Women are marginally more likely to give their car a title than men. And people aged 55 and over are half as likely to name their vehicle as the national average.

The top 10 most popular car names are:

1. Betty
2. Betsy
3. Lucy
4. Herbie
5. Bob
6. Sally
7. Bessie
8. Daisy
9. Foxy
10. Pablo

Not all car names are so obvious though.

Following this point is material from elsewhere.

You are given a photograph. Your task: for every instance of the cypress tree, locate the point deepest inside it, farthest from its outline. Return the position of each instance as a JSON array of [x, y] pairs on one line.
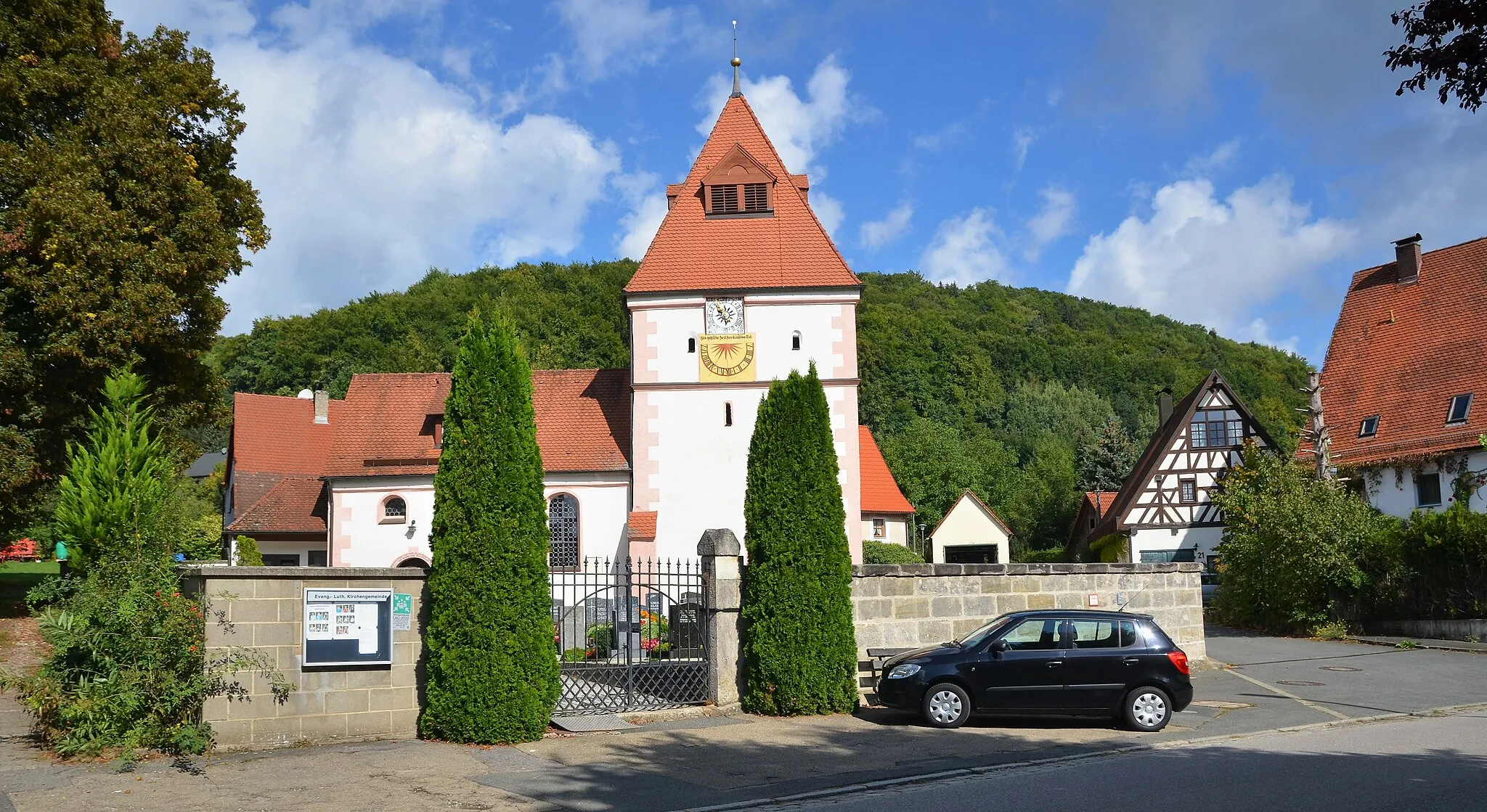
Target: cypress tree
[[492, 677], [799, 644]]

From the slightly less PG titles like ‘BJ’ and ‘Passion Wagon’ to well-known personalities like Beyonce, Pellegrino and Nemo, Brits have no barrier when it comes to branding their car.

Other less traditional vehicle names include: Frapuchini, Frugal, Gladys, Hoopla, Lord Thaodin of Rohan, Nooka the Nook, Snozzles, Custard and Toadzilla.

Most people (20%) name their car based on the letters and numbers on their number plate – men (26%) are almost twice as likely as women (15%) to use their car’s number plate as inspiration for its name.

Marginally fewer (18%) car owners name their motor after its colour, and less than one in 10 (8%) name it after a film or book character.

Finally, one in 10 say they name their car after a celebrity or famous person – interestingly, men (16%) are more than three times as likely to name their motor after a well-known personality as women (5%).

Ian Williams, Ocean’s spokesperson, said: “Us Brits love to bring our cars to life by giving them a name – and the names we give them are weird and whacky, well-known and wonderful.

“From the make and model of the car, family members and instinct, to simplicity, sarcasm and football teams, our study shows there’s no end to car-naming triggers.”

Editors’ notes

*Red Dot questioned a nationally representative sample of 2,000 adults aged 18 and over between 14th March 2016 – 17th March 2016, of whom 636 were Scottish residents.